There’s nothing fundamentally wrong with the idea,
other than fixing what wasn’t broking. However, the satire doesn’t work: for
one thing, by spoiling boring stereotypes, the screenwriters become worse than
the Griswalds, who at least have the defense of ignorance, while Hughes and
Klane should know better. Canavese said, “The family has never been more
dysfunctional: Rusty gets caught drunk with a hooker, and Audrey is the butt of
a running gag about her eating disorder—not exactly hi-lar-i-ous material, at
least not without a more convincing unity of satirical action.” The waste of
the film’s list of “guest stars” gives a quick survey of “European’s Vacation”

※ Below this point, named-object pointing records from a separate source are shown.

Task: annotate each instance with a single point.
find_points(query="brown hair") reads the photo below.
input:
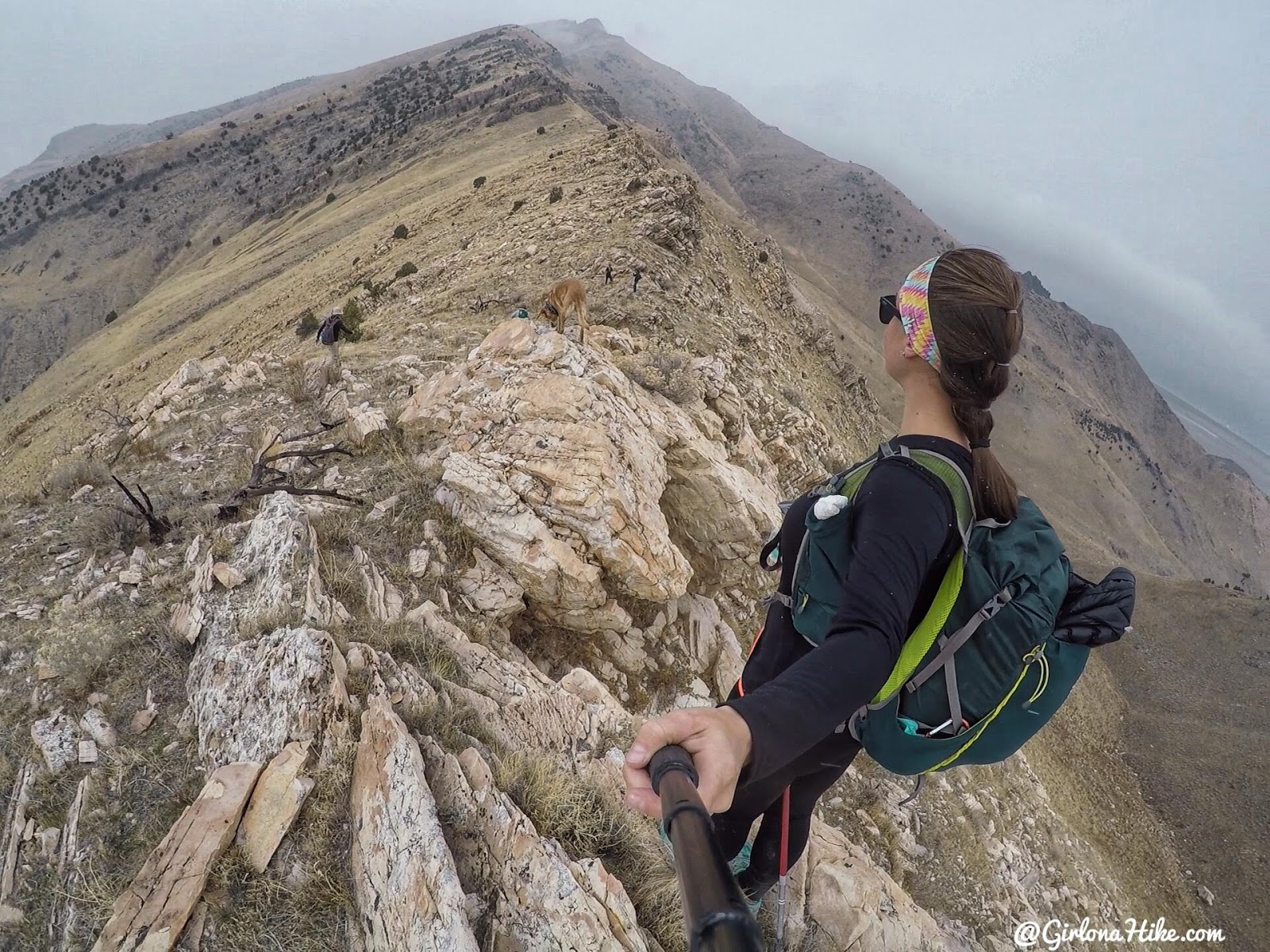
(976, 302)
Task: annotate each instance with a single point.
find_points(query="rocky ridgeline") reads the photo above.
(413, 706)
(592, 507)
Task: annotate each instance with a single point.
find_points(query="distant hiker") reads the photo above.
(330, 330)
(902, 520)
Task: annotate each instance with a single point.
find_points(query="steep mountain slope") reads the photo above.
(87, 241)
(552, 541)
(1199, 735)
(1087, 433)
(82, 143)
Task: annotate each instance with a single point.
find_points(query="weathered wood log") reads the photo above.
(152, 913)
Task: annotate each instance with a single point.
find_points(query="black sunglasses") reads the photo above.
(887, 309)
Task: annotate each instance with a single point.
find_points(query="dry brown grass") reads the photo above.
(591, 820)
(664, 372)
(79, 471)
(254, 911)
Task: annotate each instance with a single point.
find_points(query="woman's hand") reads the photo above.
(718, 739)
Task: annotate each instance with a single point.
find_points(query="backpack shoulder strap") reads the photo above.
(920, 641)
(956, 484)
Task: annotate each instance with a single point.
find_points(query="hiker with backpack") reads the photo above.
(330, 330)
(887, 574)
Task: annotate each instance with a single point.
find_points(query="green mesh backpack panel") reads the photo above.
(982, 672)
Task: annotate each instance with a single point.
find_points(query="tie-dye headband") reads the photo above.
(914, 313)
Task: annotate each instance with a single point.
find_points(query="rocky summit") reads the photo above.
(315, 651)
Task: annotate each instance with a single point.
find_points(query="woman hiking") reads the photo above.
(950, 334)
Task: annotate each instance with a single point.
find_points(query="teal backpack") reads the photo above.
(982, 672)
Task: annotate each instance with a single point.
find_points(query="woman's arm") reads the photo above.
(902, 524)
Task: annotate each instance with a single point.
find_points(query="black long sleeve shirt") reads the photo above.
(902, 539)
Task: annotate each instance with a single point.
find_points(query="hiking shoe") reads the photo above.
(738, 863)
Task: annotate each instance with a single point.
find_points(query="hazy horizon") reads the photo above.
(1113, 149)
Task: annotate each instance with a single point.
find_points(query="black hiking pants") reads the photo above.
(808, 776)
(778, 647)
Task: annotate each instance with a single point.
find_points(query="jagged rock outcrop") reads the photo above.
(275, 804)
(541, 896)
(571, 476)
(522, 708)
(404, 880)
(251, 696)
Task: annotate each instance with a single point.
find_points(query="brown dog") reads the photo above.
(567, 296)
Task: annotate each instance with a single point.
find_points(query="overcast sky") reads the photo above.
(1117, 149)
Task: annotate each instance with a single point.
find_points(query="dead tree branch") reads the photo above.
(159, 524)
(266, 478)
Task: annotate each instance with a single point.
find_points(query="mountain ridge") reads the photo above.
(724, 370)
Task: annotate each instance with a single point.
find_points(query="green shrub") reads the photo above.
(308, 323)
(352, 317)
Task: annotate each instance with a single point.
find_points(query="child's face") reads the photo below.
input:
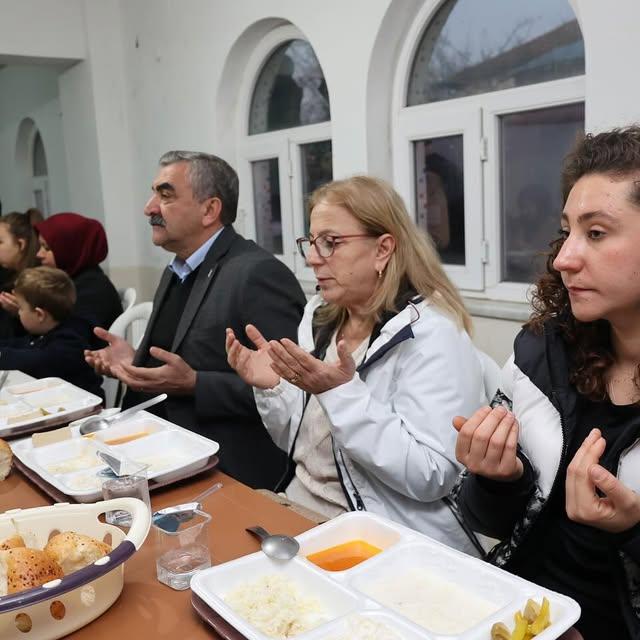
(10, 249)
(31, 320)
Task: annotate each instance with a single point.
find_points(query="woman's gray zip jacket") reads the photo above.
(391, 423)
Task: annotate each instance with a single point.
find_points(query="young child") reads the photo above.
(56, 341)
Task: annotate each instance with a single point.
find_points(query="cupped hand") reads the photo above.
(117, 353)
(307, 372)
(252, 365)
(617, 510)
(174, 377)
(9, 303)
(487, 444)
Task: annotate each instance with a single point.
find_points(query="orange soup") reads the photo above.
(343, 556)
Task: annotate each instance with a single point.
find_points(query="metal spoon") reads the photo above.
(276, 546)
(170, 518)
(98, 424)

entirely disorganized and seldom amusing procedure: Hecklerling gives nothing
memorable to Paul Bartel, Ballard Berkeley, Mel Smith, Robbie Coltrane, or Moon
Zappa. What’s really embarrassing is Eric Idle appears and actually says the
line “It’s just a flesh wound” during a sadly limp cameo. For Monty Python
fans, that hurts.
The family travels through London, Paris, a Bavarian
village, and Rome, as we eventually start to hate the family more and more which
hurts because we empathized with them in the first film. Canavese said, “The
family gets stuck in a Sisyphean roundabout, Clark dons lederhosen and does
full-contact polka dancing, and Ellen inadvertantly becomes a Euro-porn star.
Though it's no more than a music-video pastiche, a creatively edited Louvre
sequence sticks out like a sore thumb by actually attempting something. Okay,
there's also a Sound of Music parody in which Chase warbles a bit, and
Heckerling stages a skillful chase climax during the closing Roman segment.”
However, the latter is the fulfillment of the film’s extremely late,
halfhearted attempt to make up a plot (involving a couple of poorly motivated
kidnappers). It basically all brings it down to seeing Chevy Chase doing an
embarrassing dance.
What happened here? The first one was so hilarious,
but this one was half of what made the first movie so funny. If you loved the
first one, don’t see this sequel. You will not be able to make any sense of the
decisions they made.
I will not be reviewing the next film in the franchise
next week, because I think I will save that for a certain holiday. However, I
will be looking at the following disappointment in “National Lampoon Month.”
Sorry for posting this late. I was going to get started, but I fell asleep.